GAO Criticizes FDA’s Foreign-Drug Inspection Process

November 16, 2007
Patricia Van Arnum
ePT--the Electronic Newsletter of Pharmaceutical Technology

The US Government Accountability Office issued findings that are largely critical of the US Food and Drug Administration in managing its inspections of foreign drug-manufacturing facilities.

Washington, DC (Nov.1)-The US Government Accountability Office (GAO) issued findings that are largely critical of the US Food and Drug Administration in managing its inspections of foreign drug-manufacturing facilities.

“FDA’s effectiveness in managing the foreign drug inspection program continues to be hindered by weaknesses in its databases,” said Marcia Crosse, GAO’s director of health care, in prepared testimony. “FDA does not know how many foreign establishments are subject to inspection. Instead, FDA relies on databases that were not designed for this purpose. Further, these databases contain inaccuracies that FDA cannot easily reconcile.”

Crosse testified before the House Energy and Commerce Committee’s Subcommittee on Oversight and Investigation earlier this month.

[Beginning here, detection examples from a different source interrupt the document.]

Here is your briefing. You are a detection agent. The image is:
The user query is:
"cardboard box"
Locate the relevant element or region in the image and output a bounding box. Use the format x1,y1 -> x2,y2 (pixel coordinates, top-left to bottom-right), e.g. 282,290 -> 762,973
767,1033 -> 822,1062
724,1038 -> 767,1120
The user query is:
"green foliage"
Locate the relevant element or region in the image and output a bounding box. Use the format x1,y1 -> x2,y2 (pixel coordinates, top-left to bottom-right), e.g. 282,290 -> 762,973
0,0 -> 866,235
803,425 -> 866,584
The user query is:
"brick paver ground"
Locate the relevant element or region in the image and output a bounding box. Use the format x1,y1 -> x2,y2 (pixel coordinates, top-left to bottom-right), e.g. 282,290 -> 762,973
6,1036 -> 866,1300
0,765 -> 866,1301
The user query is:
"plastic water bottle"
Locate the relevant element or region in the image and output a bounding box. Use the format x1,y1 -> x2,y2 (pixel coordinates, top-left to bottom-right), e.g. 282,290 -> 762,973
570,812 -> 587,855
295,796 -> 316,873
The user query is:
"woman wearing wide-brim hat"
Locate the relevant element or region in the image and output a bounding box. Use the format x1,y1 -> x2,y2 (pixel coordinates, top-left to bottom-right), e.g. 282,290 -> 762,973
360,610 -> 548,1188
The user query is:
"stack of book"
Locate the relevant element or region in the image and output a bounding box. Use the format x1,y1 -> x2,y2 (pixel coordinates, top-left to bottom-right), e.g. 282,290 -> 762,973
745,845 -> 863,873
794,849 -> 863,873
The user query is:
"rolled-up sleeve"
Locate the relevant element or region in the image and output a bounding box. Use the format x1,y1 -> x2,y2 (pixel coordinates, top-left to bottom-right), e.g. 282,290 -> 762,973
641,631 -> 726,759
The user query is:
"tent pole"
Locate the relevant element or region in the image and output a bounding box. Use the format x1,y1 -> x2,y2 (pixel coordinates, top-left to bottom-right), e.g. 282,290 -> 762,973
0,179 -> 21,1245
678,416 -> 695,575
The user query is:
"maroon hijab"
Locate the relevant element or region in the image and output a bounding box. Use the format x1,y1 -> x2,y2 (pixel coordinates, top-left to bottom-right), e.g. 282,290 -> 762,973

The subcommittee held a hearing about FDA’s foreign-inspection process that was intended to evaluate the agency’s effectiveness in overseeing foreign inspections and the agency’s resource allocation for this function. See story in the Nov. 8, 2007, ePTCongress Focuses on FDA Inspections of Foreign Drug Facilities

GAO reported nine years ago that FDA needed to improve its foreign drug inspection program (GAO/HEHS-98-21). “Questions remain as to whether FDA has improved its management of the foreign drug inspection program,” concluded the recent GAO analysis.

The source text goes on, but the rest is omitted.